Marine Corps Base Quantico -- Space-available air travel, more commonly known simply as “space A,” is a perk of military service that enables service members and their families to fly both domestically and internationally for free. When there are extra seats on Department of Defense-owned or controlled aircraft, and the mission allows for it, the seats are made available to eligible passengers.
Eligible passengers include active duty, reserve and retired service members; military family members; Reserve Officers’ Training Corps participants; and certain government civilians based overseas. Veterans who are not retirees are not eligible for space A travel.
According to publications from Air Mobility Command, the Air Force command organization that oversees a large portion of space A travel, seats are given to passengers according to the category they fall under. The six categories are as follows:
1. Emergency leave
2. Environmental morale leave
3. Ordinary leave/house hunting
4. Unaccompanied EML
5. Unaccompanied permissive temporary additional duty
6. Retired, Reserves/Guard, ROTC
Seats are also given out in order of the date and time of sign-up for a flight. While a higher-category passenger will be given a seat before a lower-category passenger, regardless of when the two individuals signed up, passengers within each category are given seats in order of sign-up date and time.
AMC operates 16 passenger terminals in the continental United States, one each in Alaska and Hawaii, and 20 terminals overseas, according to its website. Each of the AMC passenger terminals operates a Facebook page where it regularly posts updated flight information, with destinations and the number of seats tentatively available on each flight. The pages also include contact information for the terminals, and potential passengers can call the terminal and speak to an employee or listen to a recording containing information about upcoming flights.
Space A travel is also available from flights out of non-AMC terminals, such as most Marine Corps bases, including Marine Corps Air Station Cherry Point, North Carolina. However, because MCAS Cherry Point is not a major AMC hub, flights from this location are far less frequent, said terminal employee John Woleslagle. Woleslagle recommended passengers look for flights out of Naval Station Norfolk, Virginia, or Dover Air Force Base, Delaware, instead.

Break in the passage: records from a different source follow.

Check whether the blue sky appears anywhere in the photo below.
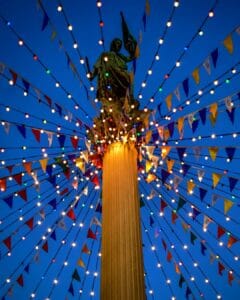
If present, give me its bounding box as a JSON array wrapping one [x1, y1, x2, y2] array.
[[0, 0, 240, 300]]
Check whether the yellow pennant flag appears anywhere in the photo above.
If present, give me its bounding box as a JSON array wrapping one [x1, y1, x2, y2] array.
[[187, 180, 196, 194], [224, 199, 233, 214], [77, 258, 85, 268], [192, 68, 200, 84], [177, 117, 184, 136], [208, 147, 218, 161], [145, 130, 152, 144], [166, 159, 175, 173], [165, 94, 172, 110], [223, 34, 233, 54], [209, 102, 218, 118], [145, 160, 152, 173], [146, 173, 157, 183], [212, 173, 222, 188], [161, 146, 172, 159], [76, 158, 85, 173]]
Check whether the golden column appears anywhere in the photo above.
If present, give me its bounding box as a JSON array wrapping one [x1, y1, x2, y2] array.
[[101, 142, 146, 300]]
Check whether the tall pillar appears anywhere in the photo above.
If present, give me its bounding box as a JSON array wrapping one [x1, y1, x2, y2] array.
[[101, 142, 146, 300]]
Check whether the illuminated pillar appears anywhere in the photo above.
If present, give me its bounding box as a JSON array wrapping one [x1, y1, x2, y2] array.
[[101, 143, 146, 300]]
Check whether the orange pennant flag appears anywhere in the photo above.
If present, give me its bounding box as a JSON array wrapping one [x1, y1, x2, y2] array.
[[223, 34, 233, 54], [23, 161, 32, 175], [165, 94, 172, 110], [39, 158, 48, 173], [224, 199, 233, 214], [212, 173, 222, 188], [208, 147, 218, 161], [192, 68, 200, 84]]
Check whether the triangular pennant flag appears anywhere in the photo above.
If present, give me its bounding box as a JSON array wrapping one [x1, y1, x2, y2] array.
[[25, 217, 34, 230], [182, 78, 189, 97], [87, 228, 97, 240], [3, 236, 12, 251], [192, 68, 200, 84], [212, 173, 222, 188], [199, 187, 207, 201], [67, 208, 76, 221], [211, 48, 218, 68], [224, 199, 233, 214], [42, 241, 48, 252], [32, 128, 41, 142], [17, 274, 24, 286], [225, 147, 236, 161], [208, 147, 218, 161], [228, 177, 238, 192], [223, 34, 233, 54], [3, 195, 13, 208], [17, 125, 26, 138], [39, 158, 48, 172], [217, 225, 226, 239], [23, 161, 32, 175], [81, 244, 91, 254], [72, 269, 81, 282]]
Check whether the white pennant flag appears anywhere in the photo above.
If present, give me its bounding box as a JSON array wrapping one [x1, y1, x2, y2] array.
[[203, 57, 211, 75]]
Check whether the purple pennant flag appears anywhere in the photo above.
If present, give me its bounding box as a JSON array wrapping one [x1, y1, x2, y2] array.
[[201, 242, 207, 255], [211, 48, 218, 68], [226, 107, 235, 124], [182, 164, 191, 176], [167, 122, 175, 137], [17, 125, 26, 138], [3, 195, 13, 208], [228, 177, 238, 192], [41, 11, 49, 31], [225, 147, 236, 161], [177, 148, 186, 161], [48, 198, 57, 210], [192, 120, 199, 133], [199, 107, 207, 125], [161, 169, 170, 184], [22, 79, 30, 92], [199, 188, 207, 201], [182, 78, 189, 97], [46, 165, 53, 177], [50, 230, 57, 241], [68, 282, 74, 296], [58, 134, 66, 148]]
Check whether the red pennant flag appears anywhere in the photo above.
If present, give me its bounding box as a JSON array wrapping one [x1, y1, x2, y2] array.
[[23, 161, 32, 175], [0, 178, 7, 192], [218, 226, 226, 239], [218, 262, 225, 275], [25, 217, 33, 230], [228, 235, 237, 248], [160, 200, 167, 213], [60, 188, 68, 196], [167, 251, 172, 262], [42, 241, 48, 252], [17, 189, 27, 201], [17, 274, 24, 286], [32, 128, 41, 142], [13, 173, 22, 185], [3, 236, 12, 251], [91, 175, 100, 186], [228, 271, 234, 285], [87, 228, 97, 240], [172, 211, 178, 224], [71, 136, 79, 149], [67, 208, 76, 221]]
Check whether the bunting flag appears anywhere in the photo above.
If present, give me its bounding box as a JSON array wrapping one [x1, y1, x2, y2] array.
[[223, 34, 233, 54]]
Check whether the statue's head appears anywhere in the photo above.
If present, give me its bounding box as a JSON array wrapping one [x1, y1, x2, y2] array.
[[110, 38, 122, 52]]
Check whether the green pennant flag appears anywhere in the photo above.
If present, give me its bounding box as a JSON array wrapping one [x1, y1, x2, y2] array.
[[72, 269, 81, 281], [177, 197, 186, 211]]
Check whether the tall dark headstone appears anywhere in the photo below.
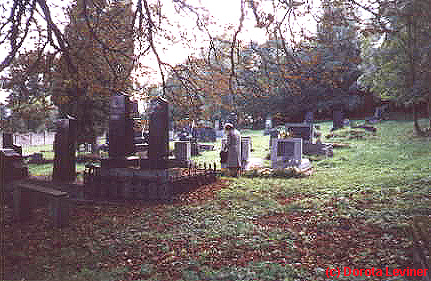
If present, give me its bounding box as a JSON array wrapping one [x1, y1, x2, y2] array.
[[52, 117, 77, 182], [148, 97, 169, 169], [109, 94, 127, 159], [3, 133, 13, 148], [332, 110, 343, 130]]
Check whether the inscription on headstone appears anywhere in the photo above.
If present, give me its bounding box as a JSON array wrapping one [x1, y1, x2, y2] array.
[[304, 111, 314, 123], [332, 110, 343, 130], [109, 95, 126, 159]]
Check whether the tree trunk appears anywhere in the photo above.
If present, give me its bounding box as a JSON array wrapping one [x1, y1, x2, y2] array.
[[428, 92, 431, 128]]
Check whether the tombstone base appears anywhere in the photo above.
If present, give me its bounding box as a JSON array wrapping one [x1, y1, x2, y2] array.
[[272, 158, 311, 172], [101, 156, 139, 169], [139, 159, 192, 170]]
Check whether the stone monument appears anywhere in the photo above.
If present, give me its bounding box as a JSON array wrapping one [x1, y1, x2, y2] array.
[[102, 94, 137, 168], [332, 110, 343, 130], [148, 97, 169, 169], [175, 141, 192, 161], [304, 111, 314, 124], [52, 117, 77, 182], [285, 123, 314, 143], [271, 138, 311, 170]]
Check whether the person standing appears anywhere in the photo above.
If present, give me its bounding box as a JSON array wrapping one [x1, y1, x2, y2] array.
[[224, 123, 241, 177]]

For Marine Corps Base Quantico residents, the closest location from which they can access space A flights is the military passenger terminal at Baltimore-Washington International Airport. Joel Samaroo, a transportation assistant at BWI, said the space A check-in counter is located in Terminal E, approximately 150 feet from the USO lounge. Military passengers leaving from BWI pay a tax of $17.50 per passenger for international flights and $4 per passenger for domestic flights, but they do not pay for a ticket or checked baggage. In fact, said Samaroo, like with all other space A flights, passengers are authorized two checked bags weighing up to 70 pounds each, as well as one small hand-carried suitcase and one small personal item, all free of charge. Once passengers are granted a seat, they are given boarding passes and proceed through the same Transportation Security Administration checkpoint that commercial passengers use, said Samaroo.
Though it may seem straightforward in theory — go to the airport, sign the roster, pick up your free ticket, board the plane — there are two primary differences, beyond the cost, between commercial travel and space A travel. The first is that flight information, in terms of destinations and number of seats available, is not given out more than 72 hours in advance of the actual departure. This can make planning difficult for people who want to schedule leave and make arrangements for lodging at a destination in advance. While it is possible to review a list of past flights at a given terminal and make predictions about what is going to be available, the number of seats changes depending on the military mission. BWI, for example, usually has daily flights to Ramstein Air Force Base in Germany, but the number of seats fluctuates daily.
The second difference is that return seats are not guaranteed. Passengers are authorized to sign up for a return flight immediately upon landing at their destination, but mission changes and higher-category passengers may prevent them from getting on a flight home at the desired time. This can force passengers to pay for a last-minute commercial ticket, which can be quite expensive.
Gunnery Sgt. Ulysses Colon, officer appointments chief with Reserve Continuation and Transition, has flown space A four times. He has flown from BWI to Germany, as well as between Okinawa and mainland Japan, and between Japan and the United States. His impression of space A travel is that it is relatively easy to manage if you are single or are only travelling with a spouse, but that it can be difficult for families because of the uncertainty and the discomfort of travelling in a military cargo plane. While the planes have commercial-style seats, the inside of the cabin can be noisy, and there is no food or beverage service, so passengers must bring their own provisions.
Andrea Hayes, a public health analyst with Behavioral Health Branch and former senior airman with the Air Force, has had both positive and negative experiences with space A travel. While she enjoyed free travel to overseas destinations, she was once stuck in a military terminal for 12 hours halfway through a trip because the plane experienced maintenance problems, and there was not another flight she could be transferred to. Her recommendation to potential space A travelers is that they should definitely bring extra cash with them and have a contingency plan in case their desired flight arrangements fall through.
Jennifer Anderson, a Marine spouse and administrative assistant in Lejeune Hall, said she has travelled space A with her husband and three children three times and experienced no problems at all. Anderson said they flew from Okinawa to Hawaii, which would have cost them approximately $2,500 each trip if they had flown on a commercial ticket. Because space A travel is free, Anderson said, she was willing to accept, and in fact expected, some level of inconvenience and longer waits at the airport, though she actually experienced little inconvenience.
Anderson said the terminal staff kept passengers informed of the status of the flight with regular announcements. When they landed at their destination, a customs agent came on the plane to assist people before they left the aircraft, so they did not have to wait in a long customs line in the terminal.